In the process of pursuing higher, faster and stronger ADAS computing power, response and performance in the Chinese passenger car market, the traditional international T1 based on Mobileye chips began to lose ground.
At the end of 2021, Mobileye announced that the shipments of its EyeQ chips had exceeded 100 million. However, the mainstream brands that chose to adopt its latest EyeQ5 chip were only BMW and NIO.
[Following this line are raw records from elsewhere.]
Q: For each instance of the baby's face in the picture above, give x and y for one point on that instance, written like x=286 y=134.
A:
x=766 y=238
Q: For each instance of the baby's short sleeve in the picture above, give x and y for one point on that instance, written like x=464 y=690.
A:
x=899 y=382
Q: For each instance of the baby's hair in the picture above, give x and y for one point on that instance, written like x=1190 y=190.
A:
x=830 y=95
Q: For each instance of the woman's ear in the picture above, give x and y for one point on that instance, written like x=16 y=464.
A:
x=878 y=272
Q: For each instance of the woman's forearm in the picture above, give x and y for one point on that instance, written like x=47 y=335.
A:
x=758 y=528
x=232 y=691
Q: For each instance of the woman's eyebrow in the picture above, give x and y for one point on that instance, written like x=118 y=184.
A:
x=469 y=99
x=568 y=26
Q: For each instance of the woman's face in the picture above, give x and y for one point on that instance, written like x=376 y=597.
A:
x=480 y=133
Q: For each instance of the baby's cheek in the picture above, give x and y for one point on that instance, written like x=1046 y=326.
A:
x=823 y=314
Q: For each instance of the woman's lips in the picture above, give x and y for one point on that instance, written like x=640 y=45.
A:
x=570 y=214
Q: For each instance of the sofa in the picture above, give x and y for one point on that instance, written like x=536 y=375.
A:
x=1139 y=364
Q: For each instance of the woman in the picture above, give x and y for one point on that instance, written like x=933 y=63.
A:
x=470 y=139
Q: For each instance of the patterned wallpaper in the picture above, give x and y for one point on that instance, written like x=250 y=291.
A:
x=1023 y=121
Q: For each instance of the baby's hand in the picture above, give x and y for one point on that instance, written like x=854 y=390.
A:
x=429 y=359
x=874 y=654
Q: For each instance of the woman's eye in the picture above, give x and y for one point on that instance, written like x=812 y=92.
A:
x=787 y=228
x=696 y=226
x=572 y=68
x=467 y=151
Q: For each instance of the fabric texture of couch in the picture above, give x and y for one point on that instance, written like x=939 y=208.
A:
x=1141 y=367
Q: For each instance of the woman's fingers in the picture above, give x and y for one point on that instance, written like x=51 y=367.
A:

At the same time, a batch of Chinese ADAS scheme T1s including Desay SV’s IPU02/03/04 platform, Hongjing Intelligent Driving’s IPM, Hyperview Pilot 2.5/2.5 Pro, Eastsoft Rui Chi’s X-Box2.0/3.0, and the integrated parking and navigation domain controller won a large number of orders for front-loading production from Chinese brands and entered the forefront.
From January to August this year, the penetration rate of L2 and above intelligent driving systems for passenger cars in China reached 33%, a year-on-year increase of nearly 10 percentage points.
The Chinese ADAS T1 overtakes
“The road conversion of the integrated parking and navigation system has happened in the past year or two,” an industry insider told EV Observer. “Mobileye is slowly being abandoned by domestic manufacturers. Many new projects are starting with the integrated parking and navigation system, and the production has already started.”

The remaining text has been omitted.